I’m not sure what it is about fried green tomatoes that makes me want to learn how to cook them perfectly. Sure, I loved the movie, and that is where I first learned of their existence, but it goes beyond that. 

If you do a recipe search for fried green tomatoes, you’ll find a lot of variation. Some require a dip in milk, egg, and bread crumbs, some add herbs and spices. The old school crowd might use lard or bacon grease, while the purists say the only way to make them is with a simple dusting of flour.

I think the reason I want to conquer this southern favorite is because of the passion and nostalgia that cling to each recipe. People love these summer treats for so many reasons–because they remind them of the place they call home, of a beloved Grandma’s recipe, or of lazy lunches in the summertime, when the tomatoes were not yet sweet and red, and still had a tang that could make you pucker. 

I also can’t resist a challenge, and what’s more challenging than a food that has legions of die-hard fans, all claiming to know the ‘right’ way to make them, with such a simple list of ingredients? Sure, you could fancy them up with countless bells and whistles, but in this case, I think true talent is told through simplicity and technique.

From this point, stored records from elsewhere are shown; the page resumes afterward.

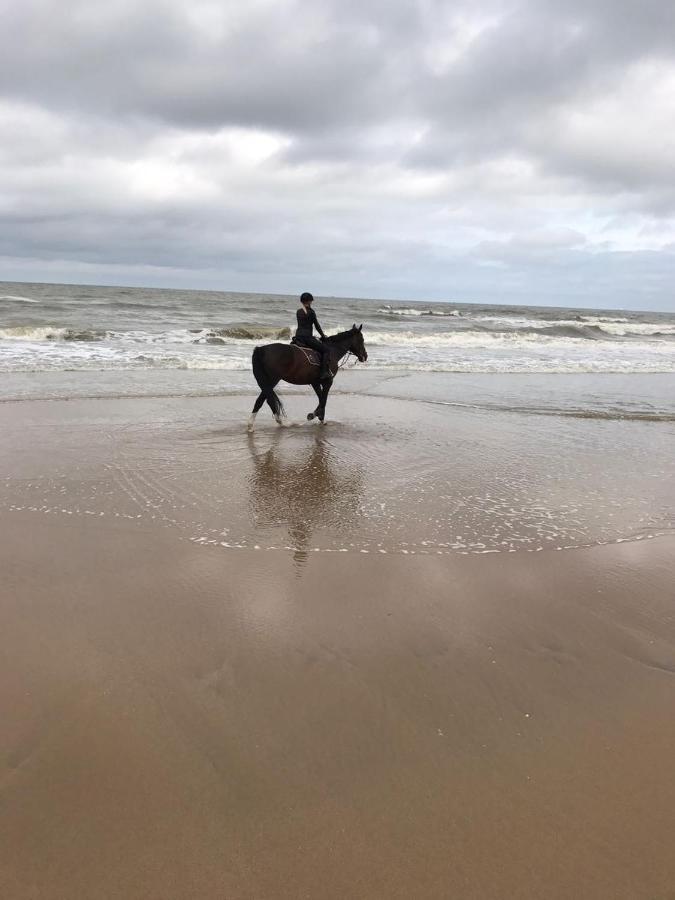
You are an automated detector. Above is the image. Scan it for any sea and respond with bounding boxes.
[1,280,675,420]
[2,280,674,557]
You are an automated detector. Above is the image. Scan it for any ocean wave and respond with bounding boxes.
[2,351,674,375]
[0,294,40,303]
[531,324,610,340]
[588,321,675,336]
[3,328,674,364]
[3,320,672,349]
[0,325,104,341]
[0,354,253,373]
[0,325,106,341]
[374,309,675,338]
[469,315,675,337]
[0,326,62,340]
[203,325,291,341]
[152,325,291,344]
[578,314,630,324]
[364,329,675,349]
[0,323,291,344]
[377,305,461,318]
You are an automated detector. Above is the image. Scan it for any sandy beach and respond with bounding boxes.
[4,0,675,883]
[1,388,674,899]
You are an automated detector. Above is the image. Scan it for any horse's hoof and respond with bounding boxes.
[307,413,315,421]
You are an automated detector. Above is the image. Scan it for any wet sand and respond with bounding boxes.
[1,393,675,898]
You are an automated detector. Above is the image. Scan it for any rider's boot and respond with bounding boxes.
[320,357,331,381]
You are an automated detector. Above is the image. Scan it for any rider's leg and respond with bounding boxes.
[300,336,330,380]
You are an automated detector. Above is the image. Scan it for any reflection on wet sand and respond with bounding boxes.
[247,431,364,567]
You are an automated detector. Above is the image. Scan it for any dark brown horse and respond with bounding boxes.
[249,325,367,428]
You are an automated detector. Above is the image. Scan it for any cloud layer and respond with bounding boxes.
[2,0,675,308]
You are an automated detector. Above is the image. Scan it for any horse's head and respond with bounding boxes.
[349,324,368,362]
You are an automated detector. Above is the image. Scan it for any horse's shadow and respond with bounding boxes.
[246,431,364,569]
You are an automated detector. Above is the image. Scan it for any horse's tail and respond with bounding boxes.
[252,346,285,417]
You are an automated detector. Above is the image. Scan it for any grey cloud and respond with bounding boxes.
[1,0,416,132]
[5,0,672,134]
[1,0,675,308]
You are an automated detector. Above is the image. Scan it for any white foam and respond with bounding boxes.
[0,325,69,340]
[592,321,675,336]
[2,321,674,376]
[468,315,675,337]
[0,295,40,303]
[365,328,675,351]
[378,306,461,318]
[0,325,291,347]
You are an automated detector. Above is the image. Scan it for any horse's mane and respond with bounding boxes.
[325,327,356,344]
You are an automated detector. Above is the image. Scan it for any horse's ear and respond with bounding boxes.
[352,323,356,330]
[358,323,362,331]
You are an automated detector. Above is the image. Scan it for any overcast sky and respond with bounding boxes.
[2,0,675,309]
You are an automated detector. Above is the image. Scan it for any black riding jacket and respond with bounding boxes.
[295,307,325,340]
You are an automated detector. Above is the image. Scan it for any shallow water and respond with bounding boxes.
[1,391,673,564]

So, here are my tomatoes. One from our garden, and two from the farmer’s market. Please bear with my photos–I took the camera from the box only about  minutes before I snapped these, so I’m a little green (punny, I know…)

The pinkish tomato on top was too close to ripe and would have mushed upon frying, so I just ate that one.

The bigger green tomato from our garden had zero flavor, so we ate a couple of bites, then chalked that one up to kitchen experimentation. 

But this little beauty from the farmer’s market? Crisp, tangy perfection!

I decided to take the minimalist approach, and dredged the slices in a mixture of flour, salt, and pepper, then fried them in a thin puddle of red pepper-infused olive oil until golden. Super simple.

Here’s the finished product.

They were deliciously tangy, and sturdy enough to handle the frying without turning to mush. I served them with some simple panko-crusted tilapia and some sweet potato fries, which I did not take pictures of because, well, because I was hungry. :)  Remoulade sauce was on hand, as well.

I can’t wait to make them again, and again. I can only imagine how much better they’ll get with time and practice!

The only thing missing? A tall glass of sweet tea!


I find that when it comes to fried green tomatoes, most people either love them or hate them. If you’re a “love ’em” kind of person, I’d love to hear your tips on how to perfect them!


  1. says

    O.M.G. I LOVE fried green tomatoes!!!!!!!! those look delicious and I can’t cook them well at all. My grandma does them the best but I don’t know how she does them. My husband cooks them for me just with flour salt and pepper and they’re good but not as great as grandma’s or my moms!

  2. says

    I have NEVER tried a fried green tomato! I would absolutely love to, but they’re hard to find on restaurant menus! And they’re definitely not something people know how to make in the West. Sigh…BUT, you’ve piqued my interest, and I may have to give it a whirl!